Sous la pression intérieure et extérieure, et face à l’insistance des forces politiques pour que la question des armes soit discutée au Conseil des ministres, centre de décision, il a pris l’initiative dans un contexte marqué par l’accélération des évolutions régionales. Washington a proposé son aide pour consolider le cessez-le-feu au sud. Il donc saisi cette opportunité et transformé la proposition américaine en une initiative libanaise, après l’avoir amendée avec le président Nabih Berry.

Il fallait choisir entre la prospérité ou le suicide, entre l’intégration internationale du Liban ou son isolement et la privation d’aides. Aoun a donc informé les pays frères et amis ainsi que les Nations unies de la décision, en affirmant que le Liban s’engageait à l’appliquer, et demandé à l’émissaire américain qu’Israël, de son côté, respecte ses obligations de retrait, de libération des prisonniers et de cessation des violations.

Inéluctable

Les médiations internes et externes se multiplient pour retisser les liens entre Baabda et le tandem. Aoun se dit «ouvert à toute discussion sous l’égide de l’État». Le député Mohammad Raad a répliqué via le conseiller du président Aoun, le général de brigade André Rahal: «Si vous appliquez la décision telle quelle, ce sera l’affrontement. Mais si vous voulez coopérer, nous avons nos plans et vous les vôtres. Discutons-en.»

Les milieux informés n’excluent pas, avant que l’armée ne finalise son plan pour le mécanisme de remise des armes, une rencontre entre les présidents Aoun et Berry, et ce avant la séance du 2 septembre consacrée à la discussion du plan. Le tandem chiite s’est rassuré des positions de l’armée, qui a indiqué que le plan sera à la fois sécuritaire et politique, et sera fondé sur une approche graduelle, sans recours à une mise en œuvre par la force.

L’armée affirme son refus de toute confrontation de rue et exige une décision politique qui supervise le processus d’exécution. Le Hezbollah, de son côté, tente d’éviter un affrontement avec l’armée. Il n’y recourra donc pas, car l’État, les forces politiques et les institutions ne soutiennent plus son arsenal, celui-ci ayant perdu sa légitimité.

La remise des armes est désormais inéluctable, à commencer par celles des factions palestiniennes, même si le calendrier exact reste flexible. «Il n’y aura plus d’armes illégales après 2025, et pas d’élections législatives sous la menace des armes», tranche un responsable souverainiste.
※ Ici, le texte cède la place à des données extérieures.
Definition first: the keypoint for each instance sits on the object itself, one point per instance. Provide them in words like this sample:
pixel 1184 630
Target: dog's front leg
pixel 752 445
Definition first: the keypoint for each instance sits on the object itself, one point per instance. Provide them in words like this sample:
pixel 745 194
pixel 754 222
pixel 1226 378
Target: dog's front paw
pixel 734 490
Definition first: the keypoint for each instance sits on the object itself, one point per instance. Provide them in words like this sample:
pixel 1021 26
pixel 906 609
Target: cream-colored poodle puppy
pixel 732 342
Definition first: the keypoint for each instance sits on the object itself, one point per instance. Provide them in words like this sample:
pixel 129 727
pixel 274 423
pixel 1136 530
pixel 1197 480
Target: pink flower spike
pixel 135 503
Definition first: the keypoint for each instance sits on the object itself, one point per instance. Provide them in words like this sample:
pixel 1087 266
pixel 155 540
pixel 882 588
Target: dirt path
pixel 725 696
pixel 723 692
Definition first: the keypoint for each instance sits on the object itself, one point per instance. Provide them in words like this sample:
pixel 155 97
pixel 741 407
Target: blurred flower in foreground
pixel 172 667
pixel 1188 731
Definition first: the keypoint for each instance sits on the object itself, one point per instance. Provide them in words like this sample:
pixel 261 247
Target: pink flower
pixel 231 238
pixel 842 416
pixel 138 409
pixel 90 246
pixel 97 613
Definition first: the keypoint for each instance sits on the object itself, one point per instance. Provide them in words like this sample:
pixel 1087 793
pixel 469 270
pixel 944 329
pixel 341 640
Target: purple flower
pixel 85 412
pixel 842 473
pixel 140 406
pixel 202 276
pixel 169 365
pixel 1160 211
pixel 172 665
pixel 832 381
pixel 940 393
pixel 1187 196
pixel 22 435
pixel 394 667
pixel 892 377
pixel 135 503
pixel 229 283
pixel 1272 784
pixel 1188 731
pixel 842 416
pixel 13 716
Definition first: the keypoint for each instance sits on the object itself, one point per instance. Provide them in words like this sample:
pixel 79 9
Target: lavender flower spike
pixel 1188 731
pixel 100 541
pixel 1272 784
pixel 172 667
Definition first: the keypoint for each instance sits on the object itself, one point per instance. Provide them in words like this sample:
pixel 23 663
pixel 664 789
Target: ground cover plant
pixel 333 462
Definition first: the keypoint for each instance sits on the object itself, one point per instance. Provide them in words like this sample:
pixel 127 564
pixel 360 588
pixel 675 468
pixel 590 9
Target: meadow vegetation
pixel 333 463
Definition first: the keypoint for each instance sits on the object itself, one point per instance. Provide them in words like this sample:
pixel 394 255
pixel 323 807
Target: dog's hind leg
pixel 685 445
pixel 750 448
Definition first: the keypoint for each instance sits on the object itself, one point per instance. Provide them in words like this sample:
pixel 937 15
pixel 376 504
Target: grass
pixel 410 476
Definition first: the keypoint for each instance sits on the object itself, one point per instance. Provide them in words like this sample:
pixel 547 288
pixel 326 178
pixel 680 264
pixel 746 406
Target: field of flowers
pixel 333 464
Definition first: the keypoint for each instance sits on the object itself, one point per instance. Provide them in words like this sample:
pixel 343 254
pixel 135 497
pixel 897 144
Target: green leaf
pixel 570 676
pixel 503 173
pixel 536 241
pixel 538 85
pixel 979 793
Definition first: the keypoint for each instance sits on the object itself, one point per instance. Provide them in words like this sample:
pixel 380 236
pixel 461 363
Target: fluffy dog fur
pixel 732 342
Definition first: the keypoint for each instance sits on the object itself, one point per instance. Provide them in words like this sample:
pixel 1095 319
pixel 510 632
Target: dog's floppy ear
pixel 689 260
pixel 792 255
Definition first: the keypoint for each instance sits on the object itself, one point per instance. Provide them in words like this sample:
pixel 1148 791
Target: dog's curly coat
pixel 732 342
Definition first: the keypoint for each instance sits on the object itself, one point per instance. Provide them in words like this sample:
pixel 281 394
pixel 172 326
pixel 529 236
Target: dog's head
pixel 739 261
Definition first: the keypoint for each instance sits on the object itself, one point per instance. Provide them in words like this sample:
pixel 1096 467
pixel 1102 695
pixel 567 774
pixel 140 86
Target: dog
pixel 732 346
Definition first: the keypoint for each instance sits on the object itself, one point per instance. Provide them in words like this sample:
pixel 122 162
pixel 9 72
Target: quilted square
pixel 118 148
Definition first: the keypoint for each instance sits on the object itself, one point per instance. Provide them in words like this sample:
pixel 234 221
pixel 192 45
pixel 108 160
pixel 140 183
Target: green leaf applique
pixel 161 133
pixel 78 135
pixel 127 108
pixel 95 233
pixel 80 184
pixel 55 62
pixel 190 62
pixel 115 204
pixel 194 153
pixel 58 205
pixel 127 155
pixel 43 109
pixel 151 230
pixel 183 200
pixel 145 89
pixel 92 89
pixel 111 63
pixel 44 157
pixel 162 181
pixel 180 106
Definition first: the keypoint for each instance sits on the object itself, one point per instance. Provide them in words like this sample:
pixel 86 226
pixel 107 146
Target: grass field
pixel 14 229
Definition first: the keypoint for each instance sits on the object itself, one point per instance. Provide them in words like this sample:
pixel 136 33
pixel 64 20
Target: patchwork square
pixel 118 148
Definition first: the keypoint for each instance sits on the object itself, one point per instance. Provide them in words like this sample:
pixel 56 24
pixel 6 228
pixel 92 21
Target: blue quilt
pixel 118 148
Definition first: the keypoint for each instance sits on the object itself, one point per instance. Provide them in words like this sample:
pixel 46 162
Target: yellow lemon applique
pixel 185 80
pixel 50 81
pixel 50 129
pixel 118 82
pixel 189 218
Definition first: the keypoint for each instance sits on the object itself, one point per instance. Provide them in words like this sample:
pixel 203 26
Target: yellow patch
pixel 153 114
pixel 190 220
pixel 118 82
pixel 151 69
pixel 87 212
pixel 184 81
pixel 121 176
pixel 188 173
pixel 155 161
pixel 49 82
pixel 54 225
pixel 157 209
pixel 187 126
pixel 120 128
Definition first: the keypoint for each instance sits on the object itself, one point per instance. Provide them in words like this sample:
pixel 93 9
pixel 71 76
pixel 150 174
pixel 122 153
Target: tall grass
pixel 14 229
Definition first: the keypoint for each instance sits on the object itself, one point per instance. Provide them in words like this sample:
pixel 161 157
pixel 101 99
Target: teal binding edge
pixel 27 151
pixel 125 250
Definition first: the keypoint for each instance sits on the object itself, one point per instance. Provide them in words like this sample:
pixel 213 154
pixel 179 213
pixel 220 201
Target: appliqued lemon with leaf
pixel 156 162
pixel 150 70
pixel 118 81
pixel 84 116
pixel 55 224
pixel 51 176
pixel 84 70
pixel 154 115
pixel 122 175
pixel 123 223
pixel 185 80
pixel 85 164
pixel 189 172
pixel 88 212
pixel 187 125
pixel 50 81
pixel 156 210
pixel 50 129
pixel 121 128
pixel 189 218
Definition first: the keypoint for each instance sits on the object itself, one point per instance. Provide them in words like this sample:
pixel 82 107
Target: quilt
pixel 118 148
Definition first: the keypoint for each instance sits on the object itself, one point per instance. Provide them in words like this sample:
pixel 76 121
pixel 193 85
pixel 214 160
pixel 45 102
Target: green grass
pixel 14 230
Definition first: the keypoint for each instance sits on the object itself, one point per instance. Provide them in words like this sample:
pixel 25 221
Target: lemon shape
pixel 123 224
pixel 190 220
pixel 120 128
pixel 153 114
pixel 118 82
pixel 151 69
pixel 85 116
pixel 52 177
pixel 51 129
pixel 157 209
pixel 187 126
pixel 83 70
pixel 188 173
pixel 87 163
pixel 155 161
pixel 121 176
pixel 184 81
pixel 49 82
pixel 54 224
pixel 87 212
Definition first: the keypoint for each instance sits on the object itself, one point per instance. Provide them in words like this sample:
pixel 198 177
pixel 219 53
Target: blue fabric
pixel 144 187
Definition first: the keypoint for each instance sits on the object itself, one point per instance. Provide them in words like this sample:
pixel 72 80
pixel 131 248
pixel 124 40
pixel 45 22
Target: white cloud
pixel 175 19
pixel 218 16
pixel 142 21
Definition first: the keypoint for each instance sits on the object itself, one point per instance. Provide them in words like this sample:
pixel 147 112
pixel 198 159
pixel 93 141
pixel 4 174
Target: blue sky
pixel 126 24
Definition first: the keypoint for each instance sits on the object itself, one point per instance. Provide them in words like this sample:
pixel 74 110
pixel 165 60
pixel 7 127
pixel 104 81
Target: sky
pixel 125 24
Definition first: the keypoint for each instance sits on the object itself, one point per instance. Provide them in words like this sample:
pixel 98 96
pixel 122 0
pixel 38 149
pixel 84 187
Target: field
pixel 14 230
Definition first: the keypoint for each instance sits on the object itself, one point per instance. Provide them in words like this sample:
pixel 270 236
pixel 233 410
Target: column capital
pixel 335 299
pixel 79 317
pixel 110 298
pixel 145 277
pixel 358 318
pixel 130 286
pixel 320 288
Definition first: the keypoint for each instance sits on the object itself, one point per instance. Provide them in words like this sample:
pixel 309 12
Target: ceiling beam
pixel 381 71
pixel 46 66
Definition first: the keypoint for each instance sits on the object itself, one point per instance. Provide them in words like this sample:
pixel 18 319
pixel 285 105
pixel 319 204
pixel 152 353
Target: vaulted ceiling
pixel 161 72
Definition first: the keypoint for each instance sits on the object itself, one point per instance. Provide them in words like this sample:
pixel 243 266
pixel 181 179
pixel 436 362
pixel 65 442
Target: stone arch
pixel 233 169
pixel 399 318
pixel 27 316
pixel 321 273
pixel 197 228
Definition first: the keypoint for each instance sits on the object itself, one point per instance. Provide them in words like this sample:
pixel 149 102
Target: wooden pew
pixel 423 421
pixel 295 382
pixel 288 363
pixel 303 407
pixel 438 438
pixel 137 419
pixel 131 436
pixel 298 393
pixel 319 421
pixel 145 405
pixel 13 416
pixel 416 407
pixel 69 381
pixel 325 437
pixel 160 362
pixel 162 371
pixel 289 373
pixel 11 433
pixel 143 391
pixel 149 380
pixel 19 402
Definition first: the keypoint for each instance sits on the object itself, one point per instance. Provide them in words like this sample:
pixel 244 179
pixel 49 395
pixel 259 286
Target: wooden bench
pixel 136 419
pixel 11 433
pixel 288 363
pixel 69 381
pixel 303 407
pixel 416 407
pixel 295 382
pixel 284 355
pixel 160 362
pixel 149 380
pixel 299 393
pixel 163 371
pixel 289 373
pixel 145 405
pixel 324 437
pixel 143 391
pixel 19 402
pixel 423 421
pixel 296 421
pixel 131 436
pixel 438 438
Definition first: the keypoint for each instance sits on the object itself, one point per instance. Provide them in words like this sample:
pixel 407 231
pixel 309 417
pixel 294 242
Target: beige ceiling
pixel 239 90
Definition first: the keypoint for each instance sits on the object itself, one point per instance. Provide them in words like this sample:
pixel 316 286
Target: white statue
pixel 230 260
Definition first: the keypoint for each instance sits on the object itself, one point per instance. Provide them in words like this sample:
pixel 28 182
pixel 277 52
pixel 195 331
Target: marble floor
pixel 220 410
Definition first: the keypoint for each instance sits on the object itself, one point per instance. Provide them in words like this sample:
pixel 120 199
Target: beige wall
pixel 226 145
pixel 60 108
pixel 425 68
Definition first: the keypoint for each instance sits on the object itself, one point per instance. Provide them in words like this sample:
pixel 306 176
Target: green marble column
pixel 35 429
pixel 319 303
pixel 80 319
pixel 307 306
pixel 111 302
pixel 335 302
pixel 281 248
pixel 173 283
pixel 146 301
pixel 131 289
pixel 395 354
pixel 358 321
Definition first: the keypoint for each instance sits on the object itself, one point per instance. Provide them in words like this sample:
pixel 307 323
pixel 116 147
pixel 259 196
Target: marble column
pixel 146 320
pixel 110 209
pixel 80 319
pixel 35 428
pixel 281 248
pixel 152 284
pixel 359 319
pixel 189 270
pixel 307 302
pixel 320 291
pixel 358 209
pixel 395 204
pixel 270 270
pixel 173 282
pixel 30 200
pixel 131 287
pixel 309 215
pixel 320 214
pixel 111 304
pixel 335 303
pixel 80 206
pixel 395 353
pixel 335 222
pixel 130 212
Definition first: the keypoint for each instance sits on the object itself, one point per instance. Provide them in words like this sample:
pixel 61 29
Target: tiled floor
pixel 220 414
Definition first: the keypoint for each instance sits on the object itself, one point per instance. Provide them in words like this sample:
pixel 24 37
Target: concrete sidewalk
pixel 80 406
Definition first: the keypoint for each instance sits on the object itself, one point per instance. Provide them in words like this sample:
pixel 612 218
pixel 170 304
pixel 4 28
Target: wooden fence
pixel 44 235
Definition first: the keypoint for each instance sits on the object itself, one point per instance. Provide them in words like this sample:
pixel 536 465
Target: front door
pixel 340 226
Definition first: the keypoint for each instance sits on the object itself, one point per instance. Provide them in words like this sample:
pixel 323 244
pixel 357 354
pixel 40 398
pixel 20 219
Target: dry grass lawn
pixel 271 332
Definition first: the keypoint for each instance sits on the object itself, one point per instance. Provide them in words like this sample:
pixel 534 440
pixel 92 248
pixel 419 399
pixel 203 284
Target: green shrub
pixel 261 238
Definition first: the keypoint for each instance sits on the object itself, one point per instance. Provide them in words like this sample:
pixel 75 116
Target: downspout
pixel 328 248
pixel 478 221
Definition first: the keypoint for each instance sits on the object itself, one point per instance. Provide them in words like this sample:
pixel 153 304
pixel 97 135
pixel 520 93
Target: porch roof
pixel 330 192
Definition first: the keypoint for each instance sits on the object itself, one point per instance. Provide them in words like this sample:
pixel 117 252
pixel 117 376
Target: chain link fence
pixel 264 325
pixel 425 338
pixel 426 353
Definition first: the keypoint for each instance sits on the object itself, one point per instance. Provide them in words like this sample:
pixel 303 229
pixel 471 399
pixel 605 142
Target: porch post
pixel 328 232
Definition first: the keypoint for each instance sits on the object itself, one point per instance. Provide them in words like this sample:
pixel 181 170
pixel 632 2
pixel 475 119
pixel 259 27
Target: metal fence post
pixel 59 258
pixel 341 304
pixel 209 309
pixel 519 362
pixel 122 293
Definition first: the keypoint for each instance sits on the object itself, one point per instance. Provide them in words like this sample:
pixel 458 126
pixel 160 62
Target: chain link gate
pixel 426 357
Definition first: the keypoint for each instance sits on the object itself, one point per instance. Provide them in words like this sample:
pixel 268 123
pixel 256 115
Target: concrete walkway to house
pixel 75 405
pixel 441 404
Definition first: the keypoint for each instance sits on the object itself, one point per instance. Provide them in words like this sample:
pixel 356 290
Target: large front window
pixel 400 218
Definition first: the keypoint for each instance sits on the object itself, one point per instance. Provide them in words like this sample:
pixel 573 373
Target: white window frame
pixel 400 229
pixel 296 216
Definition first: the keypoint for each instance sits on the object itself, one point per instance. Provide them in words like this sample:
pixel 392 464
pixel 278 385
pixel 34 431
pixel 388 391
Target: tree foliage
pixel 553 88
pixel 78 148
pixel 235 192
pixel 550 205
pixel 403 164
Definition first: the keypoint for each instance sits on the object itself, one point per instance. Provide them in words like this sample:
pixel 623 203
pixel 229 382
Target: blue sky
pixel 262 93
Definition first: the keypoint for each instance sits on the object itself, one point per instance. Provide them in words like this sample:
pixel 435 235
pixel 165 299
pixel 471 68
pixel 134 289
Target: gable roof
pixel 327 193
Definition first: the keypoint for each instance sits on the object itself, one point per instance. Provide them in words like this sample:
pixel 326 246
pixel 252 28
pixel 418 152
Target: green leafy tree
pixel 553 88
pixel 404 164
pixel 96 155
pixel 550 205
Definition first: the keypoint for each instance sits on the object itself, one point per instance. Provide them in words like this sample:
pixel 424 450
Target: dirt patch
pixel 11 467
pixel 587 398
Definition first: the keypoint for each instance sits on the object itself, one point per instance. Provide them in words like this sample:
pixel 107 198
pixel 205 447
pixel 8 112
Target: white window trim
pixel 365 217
La décision du gouvernement, poursuit-il, «est un tournant que l’on n’imaginait pas possible après l’échec du compromis. La décision a été prise, et il revient désormais au gouvernement de la mettre en œuvre, avec la contribution des forces politiques à l’application de l’accord de Taëf. Quant à ceux qui réclament sa révision, nous demanderons, une fois les armes remises, l’ouverture d’une table de dialogue national où nous présenterons une proposition complète, dans une formule évolutive, inscrite dans le cadre du pluralisme, encadrée par la loi et dans l’unité nationale».

«Les rumeurs de guerre civile appartiennent au passé et ses conditions qui n’ont plus lieu d’être. Aucun soutien, soit-il interne ou externe, ne peut lui servir de couverture. D’ailleurs, le Hezbollah est désormais à découvert après sa guerre avec Israël», conclut-il.